Akhir-akhir ini saya merenungi kembali catatan perjalanan selama kegiatan Kuliah Kerja Nyata (KKN) di Kebumen. Tepatnya saat membantu pemberdayaan perpustakaan desa di Selang, kelurahan yang hanya berjarak lima kilometer ke arah tenggara dari alun-alun kota Kebumen.
Perenungan tersebut sejatinya merupakan pertanyaan saya dahulu hingga kini, “Mengapa hari ini sulit sekali memberdayakan perpustakaan desa?”
Padahal jika menelusuri lebih jauh, pemerintah telah menyalurkan dana yang cukup besar untuk menghidupkan potensi desa, termasuk perpustakaan. Namun, fakta yang saya temukan di lapangan bertolak belakang. Masih banyak perpustakaan desa yang sepi, karena tidak lagi diminati masyarakat.
Hadirnya teknologi dan arus informasi terkini yang serba instan membuat masyarakat lebih memilih untuk mengaksesnya lewat gawai. Padahal jika tidak diimbangi dengan kebiasaan membaca yang baik, rentan sekali terseret oleh media penyebar kebohongan.
Mengingat peran perpustakaan yang sangat penting, sehingga saya putuskan untuk menuliskan kembali kiprah KKN saya pada tahun 2022 lalu. Semoga pengalaman ini dapat menjadi catatan perjalanan, serta metode bagi siapa pun yang hendak menebarkan kebiasaan membaca di desa-desa.

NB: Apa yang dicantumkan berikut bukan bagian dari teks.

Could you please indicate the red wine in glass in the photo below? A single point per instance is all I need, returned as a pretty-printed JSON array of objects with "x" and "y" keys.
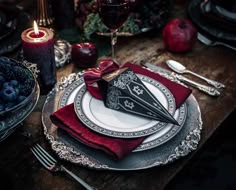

Sekilas tentang Perpustakaan Melati
Upaya saya bersama kawan-kawan KKN dalam memberdayakan perpustakaan desa, sejatinya bermula dari Perpustakaan Melati. Perpustakaan ini dapat ditemukan apabila berkunjung ke Kabupaten Kebumen. Tepatnya di belakang kantor kelurahan Selang.
Berbekal riset dan pembacaan tumpukan arsip kumuh di Perpustakaan Melati, saya menemukan sebuah fakta menarik. Perpustakaan Melati telah berdiri sejak 4 April 1998. Perpustakaan ini hadir ketika Indonesia berada pada masa krisis moneter dan demonstrasi masif mahasiswa yang menuntut reformasi.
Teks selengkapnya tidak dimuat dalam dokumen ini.